World Heritage anniversary marked by call on Albanese complete the job

Today is the fortieth anniversary of the listing of the Tasmanian Wilderness World Heritage Area. News of the listing came through as the Tasmanian Wilderness Society’s blockade of the Franklin dam works began, centred in Strahan, on 14 December 1983.

The Bob Brown Foundation has called on Prime Minister Albanese to ‘complete the job’ of establishing the ultimate Tasmanian Wilderness World Heritage Area by nominating takayna / Tarkine and other contiguous areas in western Tasmania and restoring Lake Pedder.

“Tasmania has one of the most valued, famous and diverse of all the more than 1,000 World Heritage sites around the globe,” Bob Brown said yesterday. “But there is a missing quarter. The takayna/Tarkine rainforest, a kaleidoscope of wildlife and priceless, ancient Aboriginal heritage, if added to the existing 1.584 million hectares property, will bring international acclaim when it is done.”

“So too would the restoration of Lake Pedder. What a gift to the planet on this 40th anniversary, if Minister Plibersek would nominate its restoration as the Australian flagship project in the UN Decade on Ecosystem Restoration”, said Christine Milne who congratulated all the activists and campaigners who marched for the rivers and forests over the past forty years.

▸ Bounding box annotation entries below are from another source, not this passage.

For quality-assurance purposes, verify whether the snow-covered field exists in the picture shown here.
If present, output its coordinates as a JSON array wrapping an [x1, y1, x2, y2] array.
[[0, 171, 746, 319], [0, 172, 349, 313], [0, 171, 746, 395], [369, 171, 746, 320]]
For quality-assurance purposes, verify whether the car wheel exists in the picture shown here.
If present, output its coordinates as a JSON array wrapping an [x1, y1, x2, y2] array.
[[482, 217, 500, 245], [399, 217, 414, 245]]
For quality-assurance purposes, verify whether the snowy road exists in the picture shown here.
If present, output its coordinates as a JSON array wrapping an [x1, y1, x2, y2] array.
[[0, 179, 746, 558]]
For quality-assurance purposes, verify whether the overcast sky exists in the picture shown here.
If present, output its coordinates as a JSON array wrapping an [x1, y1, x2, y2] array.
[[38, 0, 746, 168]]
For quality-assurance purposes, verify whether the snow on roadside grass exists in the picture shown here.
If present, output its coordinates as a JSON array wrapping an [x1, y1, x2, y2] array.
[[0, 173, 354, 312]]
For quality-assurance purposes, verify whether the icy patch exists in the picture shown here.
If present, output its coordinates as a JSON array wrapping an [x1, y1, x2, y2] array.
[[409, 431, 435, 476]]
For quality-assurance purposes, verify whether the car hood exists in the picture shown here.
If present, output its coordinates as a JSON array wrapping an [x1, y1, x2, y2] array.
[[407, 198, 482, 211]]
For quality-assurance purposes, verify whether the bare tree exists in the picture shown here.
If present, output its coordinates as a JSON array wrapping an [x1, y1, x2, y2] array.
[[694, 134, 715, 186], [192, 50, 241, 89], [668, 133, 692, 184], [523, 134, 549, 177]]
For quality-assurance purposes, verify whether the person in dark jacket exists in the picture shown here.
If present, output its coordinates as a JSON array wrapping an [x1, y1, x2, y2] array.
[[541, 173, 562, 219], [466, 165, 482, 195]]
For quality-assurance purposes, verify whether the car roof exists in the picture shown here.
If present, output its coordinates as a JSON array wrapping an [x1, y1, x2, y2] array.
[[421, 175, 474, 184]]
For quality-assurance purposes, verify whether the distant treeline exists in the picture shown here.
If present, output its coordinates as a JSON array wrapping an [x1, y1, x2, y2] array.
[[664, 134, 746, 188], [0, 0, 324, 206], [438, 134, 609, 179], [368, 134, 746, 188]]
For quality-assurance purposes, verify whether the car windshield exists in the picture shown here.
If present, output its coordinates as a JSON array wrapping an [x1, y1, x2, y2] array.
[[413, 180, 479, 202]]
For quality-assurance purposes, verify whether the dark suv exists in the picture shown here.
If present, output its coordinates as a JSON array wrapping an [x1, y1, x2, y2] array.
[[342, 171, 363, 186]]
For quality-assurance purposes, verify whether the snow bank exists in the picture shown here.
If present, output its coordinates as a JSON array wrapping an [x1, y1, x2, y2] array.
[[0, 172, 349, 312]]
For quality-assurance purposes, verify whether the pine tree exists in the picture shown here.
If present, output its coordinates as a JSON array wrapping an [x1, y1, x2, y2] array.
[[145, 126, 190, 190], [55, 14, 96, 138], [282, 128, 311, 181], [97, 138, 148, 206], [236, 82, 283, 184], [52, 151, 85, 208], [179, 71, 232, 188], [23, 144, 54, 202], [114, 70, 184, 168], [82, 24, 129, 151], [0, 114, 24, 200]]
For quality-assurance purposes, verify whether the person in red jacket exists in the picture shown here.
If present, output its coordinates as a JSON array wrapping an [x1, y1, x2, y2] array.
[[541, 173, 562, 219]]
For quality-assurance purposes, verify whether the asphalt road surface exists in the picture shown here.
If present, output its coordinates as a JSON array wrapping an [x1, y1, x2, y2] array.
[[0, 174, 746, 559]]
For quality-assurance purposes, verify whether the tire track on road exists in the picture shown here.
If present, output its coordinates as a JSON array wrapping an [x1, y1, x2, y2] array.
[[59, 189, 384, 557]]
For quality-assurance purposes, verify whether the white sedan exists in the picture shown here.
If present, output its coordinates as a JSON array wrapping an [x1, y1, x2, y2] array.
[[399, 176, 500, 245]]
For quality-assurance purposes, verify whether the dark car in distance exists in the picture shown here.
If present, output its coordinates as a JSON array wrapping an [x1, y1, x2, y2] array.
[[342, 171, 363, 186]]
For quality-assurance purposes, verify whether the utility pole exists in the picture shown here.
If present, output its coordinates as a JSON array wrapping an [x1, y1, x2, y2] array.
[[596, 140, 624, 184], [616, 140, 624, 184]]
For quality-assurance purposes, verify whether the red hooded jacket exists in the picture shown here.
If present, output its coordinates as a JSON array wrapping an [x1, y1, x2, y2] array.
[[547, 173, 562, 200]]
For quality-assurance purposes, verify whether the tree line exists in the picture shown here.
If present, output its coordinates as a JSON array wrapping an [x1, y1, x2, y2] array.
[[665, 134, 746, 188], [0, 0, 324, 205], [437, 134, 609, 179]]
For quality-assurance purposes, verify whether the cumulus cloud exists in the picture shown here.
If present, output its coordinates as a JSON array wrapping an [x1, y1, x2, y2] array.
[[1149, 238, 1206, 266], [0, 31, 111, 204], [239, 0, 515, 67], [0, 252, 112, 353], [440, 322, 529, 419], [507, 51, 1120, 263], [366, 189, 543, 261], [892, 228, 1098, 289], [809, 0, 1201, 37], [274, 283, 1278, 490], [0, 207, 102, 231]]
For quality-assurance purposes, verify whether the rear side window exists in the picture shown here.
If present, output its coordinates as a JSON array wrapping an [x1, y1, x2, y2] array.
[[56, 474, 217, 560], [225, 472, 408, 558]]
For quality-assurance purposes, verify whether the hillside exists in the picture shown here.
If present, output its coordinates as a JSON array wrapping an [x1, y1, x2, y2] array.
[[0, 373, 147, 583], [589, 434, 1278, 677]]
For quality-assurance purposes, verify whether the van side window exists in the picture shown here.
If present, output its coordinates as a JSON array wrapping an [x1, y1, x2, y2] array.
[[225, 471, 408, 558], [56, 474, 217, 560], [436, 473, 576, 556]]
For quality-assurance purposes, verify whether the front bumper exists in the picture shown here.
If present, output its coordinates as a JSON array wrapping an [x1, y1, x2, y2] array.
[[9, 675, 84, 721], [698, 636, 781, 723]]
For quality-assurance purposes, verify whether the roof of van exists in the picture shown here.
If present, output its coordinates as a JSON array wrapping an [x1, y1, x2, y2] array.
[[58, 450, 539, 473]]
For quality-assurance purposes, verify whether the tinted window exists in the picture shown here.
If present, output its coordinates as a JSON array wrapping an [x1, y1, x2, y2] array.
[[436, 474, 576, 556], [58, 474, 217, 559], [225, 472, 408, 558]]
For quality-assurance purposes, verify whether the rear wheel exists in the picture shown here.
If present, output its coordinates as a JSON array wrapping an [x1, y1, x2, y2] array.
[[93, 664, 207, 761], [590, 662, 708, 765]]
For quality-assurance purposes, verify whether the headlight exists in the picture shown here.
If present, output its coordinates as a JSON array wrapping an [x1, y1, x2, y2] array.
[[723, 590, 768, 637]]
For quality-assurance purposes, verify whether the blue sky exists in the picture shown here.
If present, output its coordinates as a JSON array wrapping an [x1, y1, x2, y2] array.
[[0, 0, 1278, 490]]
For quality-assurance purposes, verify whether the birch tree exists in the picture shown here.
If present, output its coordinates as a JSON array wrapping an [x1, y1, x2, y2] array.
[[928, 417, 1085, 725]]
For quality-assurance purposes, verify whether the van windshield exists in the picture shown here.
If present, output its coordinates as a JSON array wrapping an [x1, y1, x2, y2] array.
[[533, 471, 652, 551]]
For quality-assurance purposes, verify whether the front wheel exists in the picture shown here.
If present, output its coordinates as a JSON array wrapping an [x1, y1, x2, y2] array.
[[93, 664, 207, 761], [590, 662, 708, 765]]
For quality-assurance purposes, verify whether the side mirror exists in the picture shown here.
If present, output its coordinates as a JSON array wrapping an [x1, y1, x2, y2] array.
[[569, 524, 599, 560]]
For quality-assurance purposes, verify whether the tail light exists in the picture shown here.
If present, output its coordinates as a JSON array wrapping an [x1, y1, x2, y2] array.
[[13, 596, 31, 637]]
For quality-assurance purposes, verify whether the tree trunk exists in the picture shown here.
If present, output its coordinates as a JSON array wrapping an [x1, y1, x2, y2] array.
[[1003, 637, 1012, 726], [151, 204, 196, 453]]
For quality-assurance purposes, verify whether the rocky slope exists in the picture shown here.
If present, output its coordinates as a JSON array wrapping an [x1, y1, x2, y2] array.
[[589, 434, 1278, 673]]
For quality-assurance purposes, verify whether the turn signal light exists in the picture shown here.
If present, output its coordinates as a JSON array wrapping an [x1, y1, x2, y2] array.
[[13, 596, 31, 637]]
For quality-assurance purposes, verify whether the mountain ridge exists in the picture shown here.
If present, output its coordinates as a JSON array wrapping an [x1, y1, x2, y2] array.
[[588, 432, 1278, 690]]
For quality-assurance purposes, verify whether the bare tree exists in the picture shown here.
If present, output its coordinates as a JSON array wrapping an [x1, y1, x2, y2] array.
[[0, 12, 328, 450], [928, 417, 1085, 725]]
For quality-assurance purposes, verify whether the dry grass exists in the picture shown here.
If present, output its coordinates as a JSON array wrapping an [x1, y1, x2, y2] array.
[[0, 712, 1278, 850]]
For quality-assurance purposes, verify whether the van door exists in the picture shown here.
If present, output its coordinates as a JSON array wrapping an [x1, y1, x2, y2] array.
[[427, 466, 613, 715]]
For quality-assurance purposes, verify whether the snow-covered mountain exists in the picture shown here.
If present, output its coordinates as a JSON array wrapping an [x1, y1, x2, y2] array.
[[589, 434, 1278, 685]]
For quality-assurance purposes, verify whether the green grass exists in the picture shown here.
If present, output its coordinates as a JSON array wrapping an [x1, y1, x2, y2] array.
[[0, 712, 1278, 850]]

“People power forced the original listing and by putting Greens in balance of power in 1989 and in 2010, major extensions were secured including the awe inspiring forests along the eastern boundary. When the forested area was threatened by Prime Minister Abbott, people marched again to secure it, just as they have done recently to prevent the destruction of wilderness values at Lake Malbena,” Christine Milne said.

“While it was Tasmanian Labor Premier Doug Lowe who drew up the original nomination, and Liberal Prime Minister Malcolm Fraser who officially promoted it to the World Heritage Committee in Paris, Bob Hawke was the new Prime Minister who used the listing to save the Franklin River from damming in 1983. Forty Years later Prime Minister Anthony Albanese should complete the task by nominating the ‘Missing Quarter’, including the Tarkine, by restoring Lake Pedder, by funding the ongoing protection of wilderness values in the face of increased risk of fire and damage from feral animals and by preventing commercial development,” Bob Brown said.

Bob Brown Foundation has launched an online card today for activists, campaigners, organisations and concerned citizens to sign on, calling on Prime Minister Albanese and Federal Environment Minister Plibersek to extend, enhance, restore and secure the Tasmanian Wilderness World Heritage Area.

“Our wilderness is the envy of the world, let’s keep it that way by enhancing its resilience, protecting what is unprotected and securing it for future generations,” Milne said.